If Isis or al Qaeda were asked to devise a programme least likely to hamper their attacks and most liable to send the police off on wild goose hunts, they would find it difficult to devise anything more helpful to themselves than Prevent and the Counter-Terrorism and Security Act. The great majority British people have as much idea about how to identify a potential terrorist as their ancestors 400 years ago did about detecting witches. The psychology is much the same in both cases and 2015 Act is in effect a crackpots’ charter in which five per cent of the British population are vaguely regarded as suspicious. Nabulsi writes that a Freedom of Information request to the police “revealed that more than 80 per cent of the reports on individuals suspected of extremism were dismissed as unfounded”.
The Government may persuade the gullible that turning everybody working for the state into a potential informant produces lots of useful intelligence. In fact, it serves to clog up the system with useless and misleading information. On the rare occasion it produces a nugget, there is a good chance that it will be overlooked.

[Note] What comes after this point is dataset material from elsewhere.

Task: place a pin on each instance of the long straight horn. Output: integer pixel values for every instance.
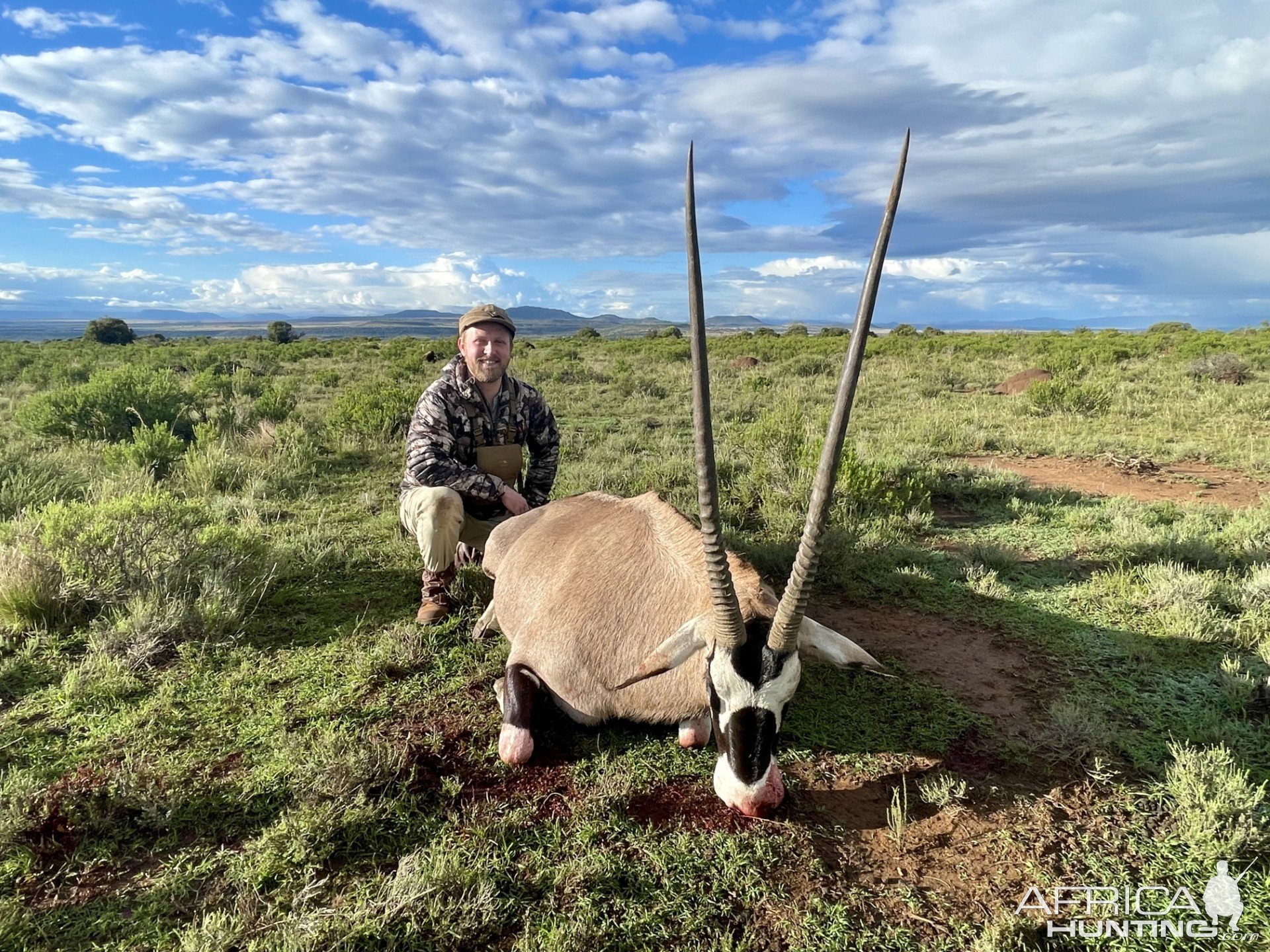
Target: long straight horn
(789, 615)
(728, 629)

The oversupply of information explains why many who say they reported genuinely suspicious behaviour found that they were ignored. Often this action was very blatant and revealing such as the Manchester bomber Salman Abedi shouting down a preacher in a mosque who criticised Isis. He was also associated with the extreme jihadi Libyan Islamic Fighting Group. One of three killers on London Bridge and in Borough Market, Khuram Butt, had even expressed his pro-Isis views on television and another of the three, the Italian-Moroccan Youssef Zaghba, was stopped by Italian police at Bologna Airport on suspicion of trying to go to fight for Isis or al-Qaeda in Syria. Yet none of these were picked up by the police.

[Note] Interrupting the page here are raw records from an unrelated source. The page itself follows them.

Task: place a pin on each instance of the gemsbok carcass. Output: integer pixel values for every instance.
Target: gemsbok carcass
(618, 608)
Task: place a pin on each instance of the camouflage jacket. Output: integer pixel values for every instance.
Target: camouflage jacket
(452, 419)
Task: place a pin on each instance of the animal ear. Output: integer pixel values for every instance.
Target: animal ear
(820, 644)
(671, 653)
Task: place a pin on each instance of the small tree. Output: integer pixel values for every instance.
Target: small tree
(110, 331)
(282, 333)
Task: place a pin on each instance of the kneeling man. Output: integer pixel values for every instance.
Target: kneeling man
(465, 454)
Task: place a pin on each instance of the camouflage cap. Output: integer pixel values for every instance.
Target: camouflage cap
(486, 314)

In most cases, potential terrorists do not have to be sniffed out, but have made their Isis sympathies only too apparent. The government’s obsessive belief that terrorists are isolated individuals “radicalised” by the internet without being a member of any network is simply untrue. Dr Peter Neumann of the International Centre for the Study of Radicalisation at Kings College London is quoted as saying that “the number of cases where people have been entirely radicalised by the internet is tiny, tiny, tiny.”

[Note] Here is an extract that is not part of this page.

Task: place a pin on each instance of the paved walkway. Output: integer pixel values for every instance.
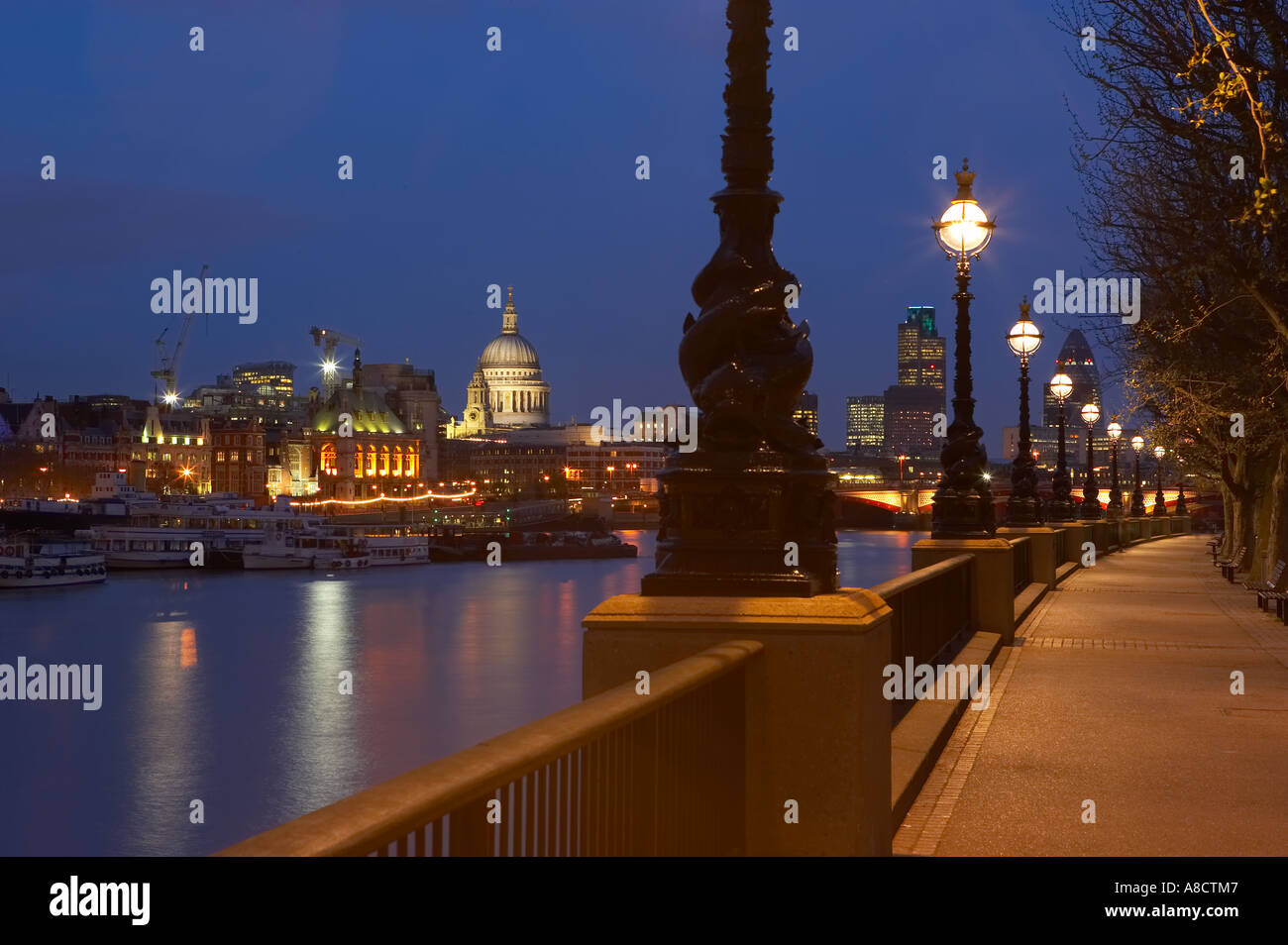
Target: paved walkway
(1119, 691)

Absurdities like the Prevent programme mask the fact that Isis and al-Qaeda type terrorists are closely interlinked, mostly by participation in or sympathy for the jihadi armed opposition in the Libyan and Syrian wars. “If you start connecting the dots,” says Professor Neumann, “a very large number of those in Britain who went to Syria were connected to each other, people who had already known each other.” Contrary to conventional and governmental wisdom, terrorist conspiracies have not changed much since Brutus, Cassius and their friends plotted to murder Julius Caesar.